CID’s mission is to teach children who are deaf and hard of hearing to listen, talk, read and succeed. We partner with families and collaborate with universities, educators and other professionals worldwide to help children communicate and achieve to their fullest potential. CID serves children from birth to age 12 in its family center, pre-k and primary programs. CID teachers weave speech, listening and language instruction throughout the academic curriculum to prepare students for work in general educational settings, or “the mainstream.” Literacy, natural language and social skills are also developed as part of a CID program emphasizing the whole child. Our highly individualized, comprehensive program meets children’s needs and gives them a solid foundation for success. CID graduates often go to college and pursue professional careers. 

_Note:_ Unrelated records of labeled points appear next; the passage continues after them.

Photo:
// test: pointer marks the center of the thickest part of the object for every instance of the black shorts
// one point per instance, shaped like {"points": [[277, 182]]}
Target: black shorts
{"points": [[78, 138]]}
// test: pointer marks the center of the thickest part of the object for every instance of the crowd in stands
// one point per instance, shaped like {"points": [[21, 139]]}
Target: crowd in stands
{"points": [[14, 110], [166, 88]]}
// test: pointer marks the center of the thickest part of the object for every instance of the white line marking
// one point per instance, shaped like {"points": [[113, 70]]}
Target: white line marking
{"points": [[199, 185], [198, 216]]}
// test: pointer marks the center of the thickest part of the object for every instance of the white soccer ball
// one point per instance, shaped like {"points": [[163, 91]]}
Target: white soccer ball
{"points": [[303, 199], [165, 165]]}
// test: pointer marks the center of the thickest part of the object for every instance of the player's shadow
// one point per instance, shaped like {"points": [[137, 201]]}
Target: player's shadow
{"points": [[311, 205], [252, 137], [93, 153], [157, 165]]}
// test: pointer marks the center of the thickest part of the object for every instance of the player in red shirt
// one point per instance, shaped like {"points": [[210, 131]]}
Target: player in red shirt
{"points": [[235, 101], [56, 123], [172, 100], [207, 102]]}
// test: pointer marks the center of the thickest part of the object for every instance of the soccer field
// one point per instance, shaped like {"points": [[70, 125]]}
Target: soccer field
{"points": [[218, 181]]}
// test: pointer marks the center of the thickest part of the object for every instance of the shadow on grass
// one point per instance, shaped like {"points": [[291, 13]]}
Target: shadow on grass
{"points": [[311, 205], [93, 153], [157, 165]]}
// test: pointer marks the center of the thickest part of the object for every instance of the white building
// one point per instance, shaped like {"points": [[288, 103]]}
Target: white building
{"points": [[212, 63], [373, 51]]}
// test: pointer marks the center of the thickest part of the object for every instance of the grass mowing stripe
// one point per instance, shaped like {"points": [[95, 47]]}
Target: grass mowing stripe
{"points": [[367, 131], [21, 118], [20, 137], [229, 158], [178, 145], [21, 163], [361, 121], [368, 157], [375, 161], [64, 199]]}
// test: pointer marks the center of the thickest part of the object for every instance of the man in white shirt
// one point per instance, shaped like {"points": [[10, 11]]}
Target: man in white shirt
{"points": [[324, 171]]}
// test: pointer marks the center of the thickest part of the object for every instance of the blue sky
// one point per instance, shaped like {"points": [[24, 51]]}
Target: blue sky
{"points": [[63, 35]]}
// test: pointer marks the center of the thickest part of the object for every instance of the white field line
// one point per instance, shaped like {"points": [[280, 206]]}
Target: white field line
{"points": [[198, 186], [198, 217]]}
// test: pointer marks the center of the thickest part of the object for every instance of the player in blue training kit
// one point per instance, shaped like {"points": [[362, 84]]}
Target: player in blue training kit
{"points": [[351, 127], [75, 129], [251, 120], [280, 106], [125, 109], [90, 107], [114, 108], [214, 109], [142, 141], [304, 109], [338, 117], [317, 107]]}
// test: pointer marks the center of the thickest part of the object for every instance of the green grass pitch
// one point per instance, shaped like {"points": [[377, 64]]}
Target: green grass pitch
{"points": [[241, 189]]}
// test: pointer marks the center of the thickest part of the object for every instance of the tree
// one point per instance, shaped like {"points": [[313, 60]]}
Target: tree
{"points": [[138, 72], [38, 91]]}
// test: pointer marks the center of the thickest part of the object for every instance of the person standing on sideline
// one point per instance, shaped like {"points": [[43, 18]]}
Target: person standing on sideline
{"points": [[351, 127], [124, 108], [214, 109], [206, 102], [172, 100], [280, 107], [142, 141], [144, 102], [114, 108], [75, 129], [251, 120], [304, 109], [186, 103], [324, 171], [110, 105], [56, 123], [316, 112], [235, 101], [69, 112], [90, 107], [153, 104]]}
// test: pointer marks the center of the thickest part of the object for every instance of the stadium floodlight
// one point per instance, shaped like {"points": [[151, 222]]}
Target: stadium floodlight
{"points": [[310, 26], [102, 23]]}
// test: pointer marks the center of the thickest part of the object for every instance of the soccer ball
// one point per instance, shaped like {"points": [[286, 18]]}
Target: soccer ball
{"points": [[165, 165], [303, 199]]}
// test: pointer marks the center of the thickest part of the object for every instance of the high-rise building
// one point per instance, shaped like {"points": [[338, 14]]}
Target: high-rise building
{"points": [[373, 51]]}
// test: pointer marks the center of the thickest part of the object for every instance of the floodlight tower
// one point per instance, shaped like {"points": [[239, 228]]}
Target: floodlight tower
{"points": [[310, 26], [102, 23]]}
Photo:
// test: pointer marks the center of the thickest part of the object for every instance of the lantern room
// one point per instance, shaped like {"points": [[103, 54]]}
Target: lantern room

Learn about CID-developed curricula and materials at learn.cid.edu. 

FAQs for Professionals

See also FAQs for ParentsGeneral FAQs and FOR MAINSTREAM TEACHERS

  • What services do you provide for families of babies with hearing loss?

    CID’s early intervention services occur primarily in the home, based on the family’s typical routines. We partner with families to help their children listen and talk. We believe the caregiver is the primary learner in early intervention. We also believe caregivers are experts on the children in their care.

    Early intervention services provided by CID staff are a team effort between provider, caregiver and child. Through coaching, we work to empower parents to make choices that will lead toward fulfilling expectations they have set for their children.

    Communication development is most effectively and efficiently acquired through consistent interactions in the context of a family’s daily routines. We coach the adult learner on ways to enhance their daily interactions with their children. We want families to leave us feeling empowered to confidently make decisions about their child’s educations future. This emphasis on relationship building is, in part, how CID’s approach differs from that of a traditions school or therapy models. We expect mutual respect and participation throughout the process.

  • What type of information do you provide to families during early intervention?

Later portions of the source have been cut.